This is the mail archive of the guile@cygnus.com mailing list for the guile project.


Index Nav: [Date Index] [Subject Index] [Author Index] [Thread Index]
Message Nav: [Date Prev] [Date Next] [Thread Prev] [Thread Next]

Re: difficulty of writing translators



; It is often mentioned that translators from other language into
; scheme are an important point in Stallman's plans for the guile
; project. Already the tcl-war archive logs some arguing about that.
; Though scheme seems to have everything necessary to adapt elegantly
; to foreign syntaxes, writing particular translators seems always a
; non-trivial task.  Are there intuitive estimates, which languages
; are hard to translate and thus require a brainstorming of
; programmers with decades of experience, and which are fairly easy?

Yes and no.  I don't think anyone knows quite what it will be like for
all these languages.  A better way to answer your question might be to
describe the process and judge for yourself.

* Construct a reader which takes source code and converts it into a
parse tree.

** You could write a custom reader in Scheme, using a C module, scheme
regular-expression stuff, the scheme reader, and any other
miscellaneous toys that are handy.  In particular, one could possibly
use the reader from some free implementation of the language.  (One
would dynamically link this in).

** You could write a lexer and a parser spec using the lang module.
This resembles using lex and yacc.

* Translate the parse tree into scheme source in some reasonable way.

** for example, replace (while (> a 0) statement statement ...) with
the scheme code for a loop.

* Write the standard library of functions.
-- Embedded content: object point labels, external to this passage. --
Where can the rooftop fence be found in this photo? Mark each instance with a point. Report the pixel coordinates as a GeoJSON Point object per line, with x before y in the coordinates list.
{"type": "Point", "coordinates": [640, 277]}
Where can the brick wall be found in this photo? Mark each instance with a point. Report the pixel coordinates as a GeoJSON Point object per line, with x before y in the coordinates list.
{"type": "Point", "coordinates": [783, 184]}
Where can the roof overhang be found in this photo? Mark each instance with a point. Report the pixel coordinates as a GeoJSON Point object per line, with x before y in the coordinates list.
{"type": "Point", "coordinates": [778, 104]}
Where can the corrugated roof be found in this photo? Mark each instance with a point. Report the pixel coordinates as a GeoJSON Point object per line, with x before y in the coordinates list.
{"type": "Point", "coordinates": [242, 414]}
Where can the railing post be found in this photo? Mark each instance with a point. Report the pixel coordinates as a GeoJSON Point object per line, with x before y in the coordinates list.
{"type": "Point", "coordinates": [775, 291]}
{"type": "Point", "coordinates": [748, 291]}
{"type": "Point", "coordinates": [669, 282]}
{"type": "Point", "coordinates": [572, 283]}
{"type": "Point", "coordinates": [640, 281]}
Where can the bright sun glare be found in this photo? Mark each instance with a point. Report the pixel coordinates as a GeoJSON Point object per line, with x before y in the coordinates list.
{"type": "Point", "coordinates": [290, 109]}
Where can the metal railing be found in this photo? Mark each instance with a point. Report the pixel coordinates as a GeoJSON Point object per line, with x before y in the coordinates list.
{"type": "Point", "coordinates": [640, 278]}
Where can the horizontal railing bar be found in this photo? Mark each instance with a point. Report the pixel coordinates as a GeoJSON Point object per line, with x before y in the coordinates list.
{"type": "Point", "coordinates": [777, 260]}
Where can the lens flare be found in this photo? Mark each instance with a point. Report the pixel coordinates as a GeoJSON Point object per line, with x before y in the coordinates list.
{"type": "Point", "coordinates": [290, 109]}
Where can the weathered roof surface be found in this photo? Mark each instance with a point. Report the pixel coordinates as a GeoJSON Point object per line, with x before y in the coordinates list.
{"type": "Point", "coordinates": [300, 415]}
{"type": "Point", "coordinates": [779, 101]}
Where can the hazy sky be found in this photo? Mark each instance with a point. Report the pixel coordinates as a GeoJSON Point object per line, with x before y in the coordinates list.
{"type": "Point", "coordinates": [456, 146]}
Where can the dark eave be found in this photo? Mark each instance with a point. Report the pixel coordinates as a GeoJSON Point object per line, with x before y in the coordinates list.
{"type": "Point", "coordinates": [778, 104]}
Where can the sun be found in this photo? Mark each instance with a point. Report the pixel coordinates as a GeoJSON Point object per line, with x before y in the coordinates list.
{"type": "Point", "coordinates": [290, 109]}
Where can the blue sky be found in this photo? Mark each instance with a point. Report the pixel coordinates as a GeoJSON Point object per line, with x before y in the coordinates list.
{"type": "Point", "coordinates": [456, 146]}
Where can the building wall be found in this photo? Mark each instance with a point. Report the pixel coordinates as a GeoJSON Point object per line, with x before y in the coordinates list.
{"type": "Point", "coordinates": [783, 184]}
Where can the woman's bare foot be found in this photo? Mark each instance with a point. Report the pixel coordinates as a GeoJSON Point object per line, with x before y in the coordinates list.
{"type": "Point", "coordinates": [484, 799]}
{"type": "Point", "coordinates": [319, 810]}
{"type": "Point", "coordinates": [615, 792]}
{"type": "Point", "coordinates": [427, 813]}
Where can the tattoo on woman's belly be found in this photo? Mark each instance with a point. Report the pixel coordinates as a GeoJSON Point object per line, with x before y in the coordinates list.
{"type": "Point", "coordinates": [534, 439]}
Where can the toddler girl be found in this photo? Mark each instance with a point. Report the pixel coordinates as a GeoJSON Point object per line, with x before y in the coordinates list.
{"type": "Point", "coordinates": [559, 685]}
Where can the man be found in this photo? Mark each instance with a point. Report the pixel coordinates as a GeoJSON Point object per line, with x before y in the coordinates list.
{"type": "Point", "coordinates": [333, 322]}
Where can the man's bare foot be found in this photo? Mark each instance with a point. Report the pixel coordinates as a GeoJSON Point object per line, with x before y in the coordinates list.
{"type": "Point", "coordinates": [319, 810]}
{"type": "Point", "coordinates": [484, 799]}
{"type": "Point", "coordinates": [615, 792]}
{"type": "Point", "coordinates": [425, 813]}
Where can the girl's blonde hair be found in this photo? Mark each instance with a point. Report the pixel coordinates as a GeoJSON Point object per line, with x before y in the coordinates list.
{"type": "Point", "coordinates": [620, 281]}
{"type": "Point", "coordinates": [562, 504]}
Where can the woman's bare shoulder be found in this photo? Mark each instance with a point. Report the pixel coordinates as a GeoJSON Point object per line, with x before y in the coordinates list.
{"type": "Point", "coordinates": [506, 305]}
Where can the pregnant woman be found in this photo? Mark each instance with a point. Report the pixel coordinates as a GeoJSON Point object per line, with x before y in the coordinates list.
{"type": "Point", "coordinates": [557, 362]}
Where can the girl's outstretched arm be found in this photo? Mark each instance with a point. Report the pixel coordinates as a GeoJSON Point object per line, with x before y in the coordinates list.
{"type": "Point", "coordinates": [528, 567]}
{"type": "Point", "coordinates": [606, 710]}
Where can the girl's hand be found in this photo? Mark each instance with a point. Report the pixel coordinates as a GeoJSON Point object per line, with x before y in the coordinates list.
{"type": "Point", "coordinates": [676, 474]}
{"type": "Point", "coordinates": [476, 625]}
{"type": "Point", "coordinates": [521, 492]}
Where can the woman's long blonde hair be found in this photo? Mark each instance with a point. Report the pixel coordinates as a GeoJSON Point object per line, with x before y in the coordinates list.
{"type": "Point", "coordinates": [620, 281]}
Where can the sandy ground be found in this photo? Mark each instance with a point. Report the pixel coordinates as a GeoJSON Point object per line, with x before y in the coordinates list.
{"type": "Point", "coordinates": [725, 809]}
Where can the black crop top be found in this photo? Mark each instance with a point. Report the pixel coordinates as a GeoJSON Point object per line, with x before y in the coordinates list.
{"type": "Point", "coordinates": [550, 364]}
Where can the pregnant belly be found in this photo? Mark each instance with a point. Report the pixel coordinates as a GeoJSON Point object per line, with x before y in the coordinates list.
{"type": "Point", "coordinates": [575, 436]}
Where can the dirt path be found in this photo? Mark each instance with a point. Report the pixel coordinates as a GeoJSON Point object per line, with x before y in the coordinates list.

** These would typically be written in terms of the scheme standard
functions.  As an example, Java method calls would have to be mapped
onto tiny-clos calls (or something).

** These could also be done by using C code from a free
implementation.  As an example, elisp has a pile of buffer
manipulation functions.  The best way to put these into scheme would
be to use the emacs C code. 

There is also some work that needs to be done on guile before this is
convenient.  The module system needs to be reworked somewhat (probably
into something like schem-48's) so that other-language modules can
easily be loaded. 

Some thought also needs to be put into the language we're merging ---
it's important that the user be able to see new functions that appear
at the sceme level.  (for example, CTAX users need to be able to get
at all the user scheme code).  This poses some problems when
other-language functions have very different calling conventions thatn
scheme does. 

Static typing may be a headache. 

; How do e.g. elisp, gcl, clisp, perl, pike, python, tcl (without tk),
; C, C++, Pascal, Modula, Java, Smalltalk, Javascript, Haskell, ML,
; compare with respect to translatability into guile? Or some
; pseudo-languages like sendmail, TeX, html, VB, fvwmrc, awk, sed,
; ...?

Well, my estimates:

elisp, gcl, clisp: pretty easy if one rips apart the source code
perl: Nasty and difficult.  Maybe doable by using perl as a library.
python: not too bad natively
tcl: Ugh.  Not too hard, but nasty and messy.  Some
	data-representation issues.
C, C++: problems of batch compilation, low-level access. Doable, but
	hard.
Pascal, Modula-3: not as hard as C,C++
Java: not too hard (see Kawa)
Haskell, ML: not bad, but comparable to the C implementation

Pseudo-langauges are probably easier, because theuy tend to be
simpler.  But their "standard libraries" are more problematic.

A third class you might want to think about are new custom languages.
I know, I know.  But frequently it's a good idea; cf. MATLAB, yorick,
MAPLE, etc.  These tend to be easy.  For example, CTAX is done in a
few k of source.  If people's objection to guile is not "another new
language" but "cursed parenteses" then this is a good solution.  For
example, a dotfile reader should be doable in a few k (that is, a
gizmo which accepts dotfile-like syntax and translates it into scheme,
for configuration of, say scwm)

Anyway, in short: 
You're writing a new compiler for a language.
But you've got a really cool assembler.

Andrew